Fight! The remaining wisp of his conscious intellect gathered itself—

—and was grasped, encapsulated, swept up and away. He was aware of spinning through a whirling fog of white light shot through with flashes and streamers of red, blue, violet. There was a sensation of great forces that pressed at him, flung him to and fro, drew his mind out like a ductile wire until it spanned the Galaxy. The filament grew broad, expanded into a diaphragm that bisected the universe. The plane assumed thickness, swelled out to encompass all space-time. Faint and far away, he sensed the tumultuous coursing of the energies that ravened just beyond the impenetrable membrane of force—

The imprisoning sphere shrank, pressed in, forcing his awareness into needle-sharp focus. He knew, without knowing how he knew, that he was locked in a sealed and airless chamber, constricting, claustrophobic, all sound and sensation cut off. He drew breath to scream—

No breath came. Only a weak pulse of terror, quickly fading, as if damped by an inhibiting hand. Alone in the dark, Mallory waited, every sense tuned, monitoring the surrounding blankness . . .

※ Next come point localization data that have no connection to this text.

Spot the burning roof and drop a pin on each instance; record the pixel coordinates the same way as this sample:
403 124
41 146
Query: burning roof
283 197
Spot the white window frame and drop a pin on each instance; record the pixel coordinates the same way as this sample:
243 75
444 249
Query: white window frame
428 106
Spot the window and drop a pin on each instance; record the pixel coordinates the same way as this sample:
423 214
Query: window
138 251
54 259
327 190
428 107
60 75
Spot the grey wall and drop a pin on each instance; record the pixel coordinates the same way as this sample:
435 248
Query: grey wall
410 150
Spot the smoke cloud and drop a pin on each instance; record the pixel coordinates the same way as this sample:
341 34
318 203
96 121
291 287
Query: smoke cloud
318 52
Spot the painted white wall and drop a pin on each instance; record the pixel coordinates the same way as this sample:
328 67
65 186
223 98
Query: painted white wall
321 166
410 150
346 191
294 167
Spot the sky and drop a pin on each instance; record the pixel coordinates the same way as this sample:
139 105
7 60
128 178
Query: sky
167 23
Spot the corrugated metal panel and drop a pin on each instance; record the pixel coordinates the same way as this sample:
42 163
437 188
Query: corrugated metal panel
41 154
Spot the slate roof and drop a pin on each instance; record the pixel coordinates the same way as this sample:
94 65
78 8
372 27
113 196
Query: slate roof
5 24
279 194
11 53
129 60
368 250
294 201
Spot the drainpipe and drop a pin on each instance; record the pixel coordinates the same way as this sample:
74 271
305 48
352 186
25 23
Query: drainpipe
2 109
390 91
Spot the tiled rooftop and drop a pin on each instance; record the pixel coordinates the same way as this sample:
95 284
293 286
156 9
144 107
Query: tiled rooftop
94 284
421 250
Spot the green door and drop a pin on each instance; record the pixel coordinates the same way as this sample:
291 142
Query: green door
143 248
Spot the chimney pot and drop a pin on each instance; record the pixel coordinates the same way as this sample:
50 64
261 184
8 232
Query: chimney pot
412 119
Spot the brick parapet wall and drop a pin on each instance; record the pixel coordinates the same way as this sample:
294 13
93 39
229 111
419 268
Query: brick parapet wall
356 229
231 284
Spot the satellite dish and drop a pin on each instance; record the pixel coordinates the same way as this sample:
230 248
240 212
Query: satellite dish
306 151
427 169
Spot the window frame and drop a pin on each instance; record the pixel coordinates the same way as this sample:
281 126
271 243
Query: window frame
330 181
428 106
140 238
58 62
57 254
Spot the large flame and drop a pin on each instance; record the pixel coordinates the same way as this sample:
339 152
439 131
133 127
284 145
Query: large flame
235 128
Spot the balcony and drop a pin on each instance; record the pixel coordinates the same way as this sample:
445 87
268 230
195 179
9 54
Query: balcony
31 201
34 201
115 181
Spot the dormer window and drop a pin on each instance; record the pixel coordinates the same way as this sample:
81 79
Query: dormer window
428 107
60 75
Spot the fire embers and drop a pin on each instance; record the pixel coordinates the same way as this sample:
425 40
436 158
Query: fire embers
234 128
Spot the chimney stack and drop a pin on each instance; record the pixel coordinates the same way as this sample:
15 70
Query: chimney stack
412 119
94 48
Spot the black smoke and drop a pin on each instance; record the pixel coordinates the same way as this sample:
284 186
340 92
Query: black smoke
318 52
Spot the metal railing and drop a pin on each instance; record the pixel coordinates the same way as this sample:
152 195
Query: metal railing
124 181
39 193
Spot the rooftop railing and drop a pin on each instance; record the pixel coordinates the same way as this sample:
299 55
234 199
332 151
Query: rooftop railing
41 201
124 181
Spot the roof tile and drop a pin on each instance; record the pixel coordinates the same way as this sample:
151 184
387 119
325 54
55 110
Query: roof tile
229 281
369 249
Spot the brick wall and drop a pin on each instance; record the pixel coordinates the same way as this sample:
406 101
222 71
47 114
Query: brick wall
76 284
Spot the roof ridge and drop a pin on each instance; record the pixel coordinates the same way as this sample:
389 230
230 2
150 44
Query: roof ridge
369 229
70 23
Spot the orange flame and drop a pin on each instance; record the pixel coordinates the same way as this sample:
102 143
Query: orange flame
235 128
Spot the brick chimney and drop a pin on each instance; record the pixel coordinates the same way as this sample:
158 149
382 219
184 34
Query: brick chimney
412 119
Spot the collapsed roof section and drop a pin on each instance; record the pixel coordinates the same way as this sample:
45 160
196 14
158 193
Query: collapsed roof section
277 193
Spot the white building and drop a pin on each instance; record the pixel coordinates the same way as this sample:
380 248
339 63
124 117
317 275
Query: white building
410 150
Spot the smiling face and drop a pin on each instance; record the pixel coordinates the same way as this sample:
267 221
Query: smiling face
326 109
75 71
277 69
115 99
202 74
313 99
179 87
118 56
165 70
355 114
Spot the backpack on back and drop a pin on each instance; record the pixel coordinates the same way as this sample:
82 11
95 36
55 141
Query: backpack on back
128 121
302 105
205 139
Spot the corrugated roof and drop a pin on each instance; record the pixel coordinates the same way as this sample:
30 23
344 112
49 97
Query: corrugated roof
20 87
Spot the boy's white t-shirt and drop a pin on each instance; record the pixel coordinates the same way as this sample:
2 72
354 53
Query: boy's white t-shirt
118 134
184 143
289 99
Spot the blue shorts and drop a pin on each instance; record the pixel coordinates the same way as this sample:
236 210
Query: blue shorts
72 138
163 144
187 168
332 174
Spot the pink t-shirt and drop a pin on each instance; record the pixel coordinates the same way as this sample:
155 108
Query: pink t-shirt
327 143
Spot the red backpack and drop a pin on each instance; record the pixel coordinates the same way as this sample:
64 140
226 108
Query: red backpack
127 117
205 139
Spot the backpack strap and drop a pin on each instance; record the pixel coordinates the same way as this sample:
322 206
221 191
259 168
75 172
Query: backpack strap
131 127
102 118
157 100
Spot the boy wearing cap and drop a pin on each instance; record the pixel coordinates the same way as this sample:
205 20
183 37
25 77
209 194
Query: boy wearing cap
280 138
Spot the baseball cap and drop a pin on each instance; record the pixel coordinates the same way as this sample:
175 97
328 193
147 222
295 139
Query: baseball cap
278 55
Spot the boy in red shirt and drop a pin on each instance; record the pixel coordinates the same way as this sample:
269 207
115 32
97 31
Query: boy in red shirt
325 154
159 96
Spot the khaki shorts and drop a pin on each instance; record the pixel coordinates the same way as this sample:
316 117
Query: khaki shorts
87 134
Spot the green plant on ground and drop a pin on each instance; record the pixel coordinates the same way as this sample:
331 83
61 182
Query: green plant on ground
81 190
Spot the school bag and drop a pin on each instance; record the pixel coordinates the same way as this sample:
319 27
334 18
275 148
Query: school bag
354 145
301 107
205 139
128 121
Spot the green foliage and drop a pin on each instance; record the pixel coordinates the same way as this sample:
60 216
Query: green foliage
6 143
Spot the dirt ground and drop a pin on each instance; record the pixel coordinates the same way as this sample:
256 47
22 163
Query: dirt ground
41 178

I/we have him! The Perceptors pulsed, and fell away. At the center of the chamber, the mind trap pulsed with the flowing energies that confined and controlled the captive brain pattern.

TESTING WILL COMMENCE AT ONCE. The Egon brushed aside the interrogatory impulses from the mind-segments concerned with speculation. INITIAL STIMULI WILL BE APPLIED AND RESULTS NOTED. NOW!

. . . and was aware of a faint glimmer of light across the room: the outline of a window. He blinked, raised himself on one elbow. Bedsprings creaked under him. He sniffed. An acid odor of smoke hung in the stifling air. He seemed to be in a cheap hotel room. He had no memory of how he came to be there. He threw back the coarse blanket and felt warped floor boards under his bare feet—

The boards were hot.

He jumped up, went to the door, grasped the knob—and jerked his hand back. The metal had blistered his palm.

He ran to the window, ripped aside the dirt-stiff gauze curtains, snapped open the latch, tugged at the sash. It didn’t budge. He stepped back, kicked out the glass. Instantly a coil of smoke whipped in through the broken pane. Using the curtain to protect his hand, he knocked out the shards, swung a leg over the sill, stumbled onto the fire escape. The rusted metal cut at his bare feet. Groping, he made his way down half a dozen steps—and fell back as a sheet of red flame billowed from below.